Our study has several limitations. The majority of patients treated with RTX for disease relapse were PR3-ANCA-positive. Thus, generalizability of these findings to patients with MPO-ANCA is unclear. However, the data we are able to provide on PR3-ANCA-positive patients address the subset of patients that is most likely to experience disease relapses and is therefore the subset for whom re-treatment with RTX is most important to consider. Patients experiencing a disease relapse after initially achieving remission were not randomized to different treatment approaches in our study, and therefore there was no true comparison group for patients re-treated with RTX. However, we attempted to provide a measure of comparison by examining patients who received RTX for the first time after initial randomization to CYC/AZA. There remains some concern in the literature regarding the possibility of hypogammaglobulinemia following serial RTX treatment. We do not address this point in the manuscript because a complete analysis of hypogammaglobulinemia in the RAVE trial is currently under study. Because the trial used the four weekly 375mg/m2 RTX doses regimen, our results are not necessarily generalizable to the 1g given twice RTX regimen commonly employed in rheumatoid arthritis, even though these two regimens appear to be approximately equivalent in their ability to deplete circulating B cells.10 Finally, the sample size of patients with disease relapses who received RTX is small, limiting subgroup comparison and detection of rare events.

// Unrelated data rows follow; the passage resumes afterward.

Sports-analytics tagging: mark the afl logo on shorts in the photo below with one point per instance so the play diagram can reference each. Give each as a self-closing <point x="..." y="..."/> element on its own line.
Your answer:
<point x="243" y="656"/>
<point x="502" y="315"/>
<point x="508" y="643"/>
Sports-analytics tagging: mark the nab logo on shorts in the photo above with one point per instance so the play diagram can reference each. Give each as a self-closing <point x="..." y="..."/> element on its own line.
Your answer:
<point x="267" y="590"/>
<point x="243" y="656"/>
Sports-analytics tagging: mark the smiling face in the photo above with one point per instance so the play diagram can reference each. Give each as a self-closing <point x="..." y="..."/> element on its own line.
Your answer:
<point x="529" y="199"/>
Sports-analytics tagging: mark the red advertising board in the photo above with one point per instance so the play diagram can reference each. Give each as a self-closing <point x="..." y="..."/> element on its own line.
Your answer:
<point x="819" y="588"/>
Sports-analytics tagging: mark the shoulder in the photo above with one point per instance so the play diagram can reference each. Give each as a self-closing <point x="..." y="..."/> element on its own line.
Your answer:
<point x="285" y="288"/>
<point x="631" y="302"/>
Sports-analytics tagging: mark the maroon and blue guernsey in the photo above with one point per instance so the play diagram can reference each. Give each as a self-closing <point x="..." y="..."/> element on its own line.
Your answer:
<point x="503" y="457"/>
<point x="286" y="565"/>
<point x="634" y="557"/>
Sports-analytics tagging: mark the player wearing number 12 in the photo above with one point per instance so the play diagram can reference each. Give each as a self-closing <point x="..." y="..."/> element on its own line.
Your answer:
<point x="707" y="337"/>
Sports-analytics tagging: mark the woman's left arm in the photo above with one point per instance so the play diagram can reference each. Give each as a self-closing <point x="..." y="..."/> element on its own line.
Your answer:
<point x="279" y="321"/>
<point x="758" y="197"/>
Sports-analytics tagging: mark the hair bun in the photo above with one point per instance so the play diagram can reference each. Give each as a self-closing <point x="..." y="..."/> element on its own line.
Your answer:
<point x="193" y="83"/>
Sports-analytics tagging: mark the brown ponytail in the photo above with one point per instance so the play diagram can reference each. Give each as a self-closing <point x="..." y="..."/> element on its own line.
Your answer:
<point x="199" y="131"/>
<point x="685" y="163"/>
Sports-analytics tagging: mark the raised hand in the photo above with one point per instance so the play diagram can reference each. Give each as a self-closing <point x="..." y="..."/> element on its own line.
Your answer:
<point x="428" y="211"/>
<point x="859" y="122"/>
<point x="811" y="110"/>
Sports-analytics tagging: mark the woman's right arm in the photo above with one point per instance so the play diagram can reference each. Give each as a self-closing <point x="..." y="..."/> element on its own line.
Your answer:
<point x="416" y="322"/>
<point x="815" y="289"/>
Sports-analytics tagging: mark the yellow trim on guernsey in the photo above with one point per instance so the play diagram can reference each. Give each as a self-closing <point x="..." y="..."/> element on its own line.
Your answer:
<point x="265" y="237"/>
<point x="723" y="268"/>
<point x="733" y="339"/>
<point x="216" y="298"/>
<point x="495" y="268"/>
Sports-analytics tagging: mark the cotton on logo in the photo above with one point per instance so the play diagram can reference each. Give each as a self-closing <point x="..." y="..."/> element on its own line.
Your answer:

In conclusion, this first prospective analysis of the re-treatment of AAV patients who are experiencing disease relapses appears to confirm the observations from retrospective studies that re-treatment with RTX and glucocorticoids is safe and effective in this setting. Treatment strategies comparing “on-demand” treatment with RTX and scheduled RTX in AAV deserve further study. Further insights into the pathophysiology of AAV, better biomarkers, and a more complete understanding of which patients are at risk for disease relapse and the timing of such relapses may lead to rational applications of B-cell depletion therapy as prophylactic treatment.
Acknowledgments
Funding:
This research was performed as a project of the Immune Tolerance Network (NIH Contract N01-AI-15416; Protocol number ITN021AI), an international clinical research consortium headquartered at the University of California San Francisco and supported by the National Institute of Allergy and Infectious Diseases and the Juvenile Diabetes Research Foundation; Genentech, Inc. and Biogen-Idec, Inc. At the Mayo Clinic, the trial was supported by Clinical and Translational Science Award (CTSA) Grant Number 1 UL1 RR024150-01 (National Center for Research Resources; NCRR). At Johns Hopkins, the trial was supported by UL1 RR 025005 (NCRR) and by grants K24 AR049185 (Dr. Stone) and K23 AR052820 (Dr. Seo). At Boston University, the trial was supported by CTSA grant number UL1RR 025771, NIH M01 RR00533, K24 AR02224 (Dr. Merkel), and an Arthritis Foundation Investigator Award (Dr. Monach). ANCA ELISA kits were provided by EUROIMMUN AG (Lübeck, Germany).